Monsieur le Président,

 

Compte tenu des problèmes urgents soulevés au niveau international, concernant la situation des droits de l’homme au Burundi, ma délégation vous est reconnaissante d’avoir convoqué en temps opportun cette session extraordinaire. La crise actuelle et les obstacles à l’application des droits de l’homme dans ce pays évoquent des tensions passées qui ont affecté ce pays et d’autres dans la région des Grands Lacs.

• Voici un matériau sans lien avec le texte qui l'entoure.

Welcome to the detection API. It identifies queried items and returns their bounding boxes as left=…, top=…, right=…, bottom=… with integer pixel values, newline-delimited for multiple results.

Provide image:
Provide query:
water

Ces tensions, comme leurs conséquences tragiques, n’ont jamais été suffisamment prises en compte malgré des initiatives ultérieures de rétablissement et de réconciliation.

 

Monsieur le Président,

 

La délégation du Saint-Siège espère sincèrement que ce Conseil, en étroite consultation et collaboration avec d’autres organismes inter-gouvernementaux ayant des mandats et des responsabilités appropriées à cet égard, prendra des mesures immédiates pour :

 

1. mettre en place des efforts internationaux qui garantissent un terme à la violence gratuite et qui empêchent le trafic d’armes ;

 

2. promouvoir des efforts efficaces, objectifs, ouverts et transparents de réconciliation, de dialogue et de consolidation de la paix ;

 

3. assurer une médiation impartiale du conflit et établir des processus démocratiques contrôlés qui comprennent tous les secteurs de la population ;

 

4. créer des conditions qui permettront le retour sûr et volontaire des réfugiés.

 

Par dessus tout, poursuivons nos délibérations en vue de préserver et de défendre les droits humains au Burundi, en nous rappelant les paroles du pape François : « Dans l’œuvre de construction d’un ordre démocratique solide, par le renforcement de la cohésion et de l’intégration, de la tolérance et du respect des autres, la poursuite du bien commun doit être le premier objectif. L’expérience montre que la violence, le conflit et le terrorisme se nourrissent de la peur, de la méfiance ainsi que du désespoir provenant de la pauvreté et de la frustration » (Rencontre avec les autorités kenyanes et avec le corps diplomatique, Nairobi, 25 novembre 2015).

 

Je vous remercie, Monsieur le Président.